“So, in other words, it’s your job. You just haven’t officially been given it yet,” he said with that bright confidence that she loved and so needed.
“I’m not so sure about that,” she said, “but I sure hope so.”
“You’re not broke again, are you?”
“No, not broke yet,” she said, “but that apartment of yours is eating me alive.”
“That’s because you put yourself into a world full of expensive trappings that you have to maintain. If you would just step back a bit and live in a place more reasonably priced, you could save money.”
“Why would I?” she asked, her voice strident, attracting attention from other restaurant customers. “It’s what I’m meant for. You know that.”
He gave her that sad smile and said, “Remember not to keep grasping for what you can’t have.”
“But I can have it,” she said. “You and I both know that. Elena had it, and I can have it.”
“But Elena had money behind her,” he said.
“Maybe. She also made very good money, more than I’m making right now,” she snapped, “and that’s not fair. I should be getting paid more for these huge art pieces.”
“Why is that?”
“Well, if it had been Elena there with me,” she said, “you know she would have been paid more.”
“Maybe,” he said, “maybe not.”
“No,” she said, “there’s no maybe about it. Elena didn’t ever stand still for less than ten thousand dollars.”
He looked at her in surprise.
She shrugged. “You know that she was the favorite. You know that they kept paying her a lot of money, even though she had millions of other jobs.”
“Maybe something else was between them?”
She sneered. “I’d sleep with the bitch too if I thought it would get me that kind of money.”
“Depends if the bitch wants you,” he pointed out with his words, at the same time as he pointed his fork at her.
Her glare fell off his shoulders as he laughed. “You have to remember. A lot of things go on between two people, and it’s not always about what they can get out of the relationship.”
“All relationships are what people can get out of them,” she snapped. “Don’t ever forget that.”
He smiled, picked up another bite, and popped it into his mouth.
Recovering, she asked him with a faint smile, “What are you doing today?”
He nodded, put down his knife and fork, pushed away his half-eaten omelet, and said, “I’ll be gone all day, possibly all night.”
“New boyfriend?”
“No,” he said. “Remember? There’s more to a relationship than what people get out of it.”
“You’re an idiot there,” she said. “You’ve been going strong for a couple years now. Isn’t it time to move it up?”
“Not necessarily,” he said. “If you think about it, we have everything we need.”
“Not really,” she said. “You have each other, and that’s only part-time.”
His face closed down slightly because they’d had this conversation repeatedly. “Maybe,” he said. “It’s good enough for us right now.”
“Unless he gets jealous again,” she said slyly. “When he sees you with a potential lover. Or an old one, … like Kenneth, wasn’t it?”

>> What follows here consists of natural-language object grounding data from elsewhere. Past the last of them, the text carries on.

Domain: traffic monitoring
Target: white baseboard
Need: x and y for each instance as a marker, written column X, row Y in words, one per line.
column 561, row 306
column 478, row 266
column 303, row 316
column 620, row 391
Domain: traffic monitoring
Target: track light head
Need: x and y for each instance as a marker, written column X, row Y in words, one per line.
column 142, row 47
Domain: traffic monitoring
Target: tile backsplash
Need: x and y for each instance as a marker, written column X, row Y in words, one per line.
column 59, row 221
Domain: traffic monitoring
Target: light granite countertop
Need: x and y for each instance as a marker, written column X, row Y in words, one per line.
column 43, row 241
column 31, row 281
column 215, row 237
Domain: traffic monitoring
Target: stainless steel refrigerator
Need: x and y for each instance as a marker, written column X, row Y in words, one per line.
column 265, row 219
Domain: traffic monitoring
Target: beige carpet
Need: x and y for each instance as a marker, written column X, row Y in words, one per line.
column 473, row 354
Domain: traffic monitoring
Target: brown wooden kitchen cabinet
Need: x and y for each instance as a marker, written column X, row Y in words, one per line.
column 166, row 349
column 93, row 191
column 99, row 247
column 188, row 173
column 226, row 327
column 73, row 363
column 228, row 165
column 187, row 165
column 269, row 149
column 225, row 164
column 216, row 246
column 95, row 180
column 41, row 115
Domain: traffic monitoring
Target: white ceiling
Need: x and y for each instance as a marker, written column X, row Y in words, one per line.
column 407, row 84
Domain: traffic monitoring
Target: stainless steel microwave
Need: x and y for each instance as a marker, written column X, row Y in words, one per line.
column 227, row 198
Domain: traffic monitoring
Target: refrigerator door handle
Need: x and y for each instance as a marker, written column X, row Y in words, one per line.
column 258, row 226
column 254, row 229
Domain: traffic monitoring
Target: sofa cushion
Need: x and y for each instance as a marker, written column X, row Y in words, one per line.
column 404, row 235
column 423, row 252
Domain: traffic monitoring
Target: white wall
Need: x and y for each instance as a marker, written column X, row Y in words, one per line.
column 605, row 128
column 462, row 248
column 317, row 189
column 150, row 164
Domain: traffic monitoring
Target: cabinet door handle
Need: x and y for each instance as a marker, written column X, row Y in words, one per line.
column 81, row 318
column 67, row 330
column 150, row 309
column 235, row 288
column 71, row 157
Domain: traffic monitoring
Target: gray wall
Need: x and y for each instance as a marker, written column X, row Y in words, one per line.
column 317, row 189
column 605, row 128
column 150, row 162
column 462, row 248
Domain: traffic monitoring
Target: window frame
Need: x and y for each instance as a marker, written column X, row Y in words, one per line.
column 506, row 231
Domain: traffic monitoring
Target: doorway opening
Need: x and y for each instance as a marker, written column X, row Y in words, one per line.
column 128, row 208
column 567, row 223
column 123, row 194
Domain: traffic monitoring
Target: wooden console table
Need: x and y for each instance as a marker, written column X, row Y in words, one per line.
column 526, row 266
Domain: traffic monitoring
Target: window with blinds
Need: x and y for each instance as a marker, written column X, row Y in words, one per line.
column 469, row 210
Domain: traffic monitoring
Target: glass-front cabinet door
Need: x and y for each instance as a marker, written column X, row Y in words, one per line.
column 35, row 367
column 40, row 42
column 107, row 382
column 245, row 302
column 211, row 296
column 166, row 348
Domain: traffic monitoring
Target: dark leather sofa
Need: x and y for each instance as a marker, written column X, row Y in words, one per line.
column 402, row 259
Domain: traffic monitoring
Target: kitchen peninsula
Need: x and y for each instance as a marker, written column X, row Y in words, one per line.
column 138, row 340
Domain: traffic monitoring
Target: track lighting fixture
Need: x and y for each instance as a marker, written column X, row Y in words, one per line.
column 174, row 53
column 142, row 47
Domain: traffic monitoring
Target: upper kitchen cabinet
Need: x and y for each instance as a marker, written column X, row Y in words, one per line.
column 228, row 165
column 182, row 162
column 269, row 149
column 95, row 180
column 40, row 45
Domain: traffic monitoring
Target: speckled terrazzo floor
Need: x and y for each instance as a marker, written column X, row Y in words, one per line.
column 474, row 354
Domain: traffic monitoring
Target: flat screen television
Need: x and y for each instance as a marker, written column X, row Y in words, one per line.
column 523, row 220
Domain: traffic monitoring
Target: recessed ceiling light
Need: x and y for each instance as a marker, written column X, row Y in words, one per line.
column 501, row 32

“Not likely,” he said with the patience that she knew he’d worn out when dealing with her. “It’s not about what you get out of a relationship.”
“The only reason you’re still with Benjamin is for the time that he deigns to give to you,” she snapped, shoving her face across the table. “And don’t you forget that.” She pushed her chair back. “I’m heading home to collapse.”
“You do that. Maybe you’ll wake up a sweeter person.”
“Not likely.” With a wave, she walked out of the restaurant.
The two of them knew each other inside and out. She didn’t understand why they were friends and how that friendship had even remained, and sometimes she wondered if she was just a curiosity for him to study and to ponder. But, at the end of the day, it worked, and he was a necessary part of the fabric of her life.
She didn’t have to be anything special with him, just herself. And if there was one thing she highly valued, it was just being her nasty self. And her friendship with Derek was the place to do that, to be that. Fully. Without condemnation.
When she was a model, she had to be the perfect model. Not only the perfect model, but she had to actually become whatever it was that these people expected of her. Whether she liked it or not, she had to grin and bear it—or stand completely still or tear up or do this or that. She followed instructions and orders, and it chafed at her. It bit at her. It snapped the bounds of what was and was not acceptable. She did it anyway because she needed the money, and she wanted, desperately craved, the fame that went with it.
Now that the damn bitch Elena was gone, she was prepared to take her rightful place at the top of this modeling world. It was still a relatively small world, but it was the path that would lead her on to so much more. And no way anybody else would take that from her.
Chapter 9
Tired after a rough night and a crappy morning at her office in her gallery, Cayce had just packed up her stuff in her cramped office, ready to head out the door to work on an installation, when the detective walked into her gallery. Her feet stopped, and her heart stopped. Her whole body sensed his presence as the main door opened. She knew it was him, even though she couldn’t see him yet. Something about that energy field of his as he moved toward her. The thing was, outside of him, she only saw the energy of her models.
Transfixed at her office door, she waited for him to appear and watched the phenomenon she’d only noticed last time. The closer he came to her, the more his energy leaned eagerly toward her.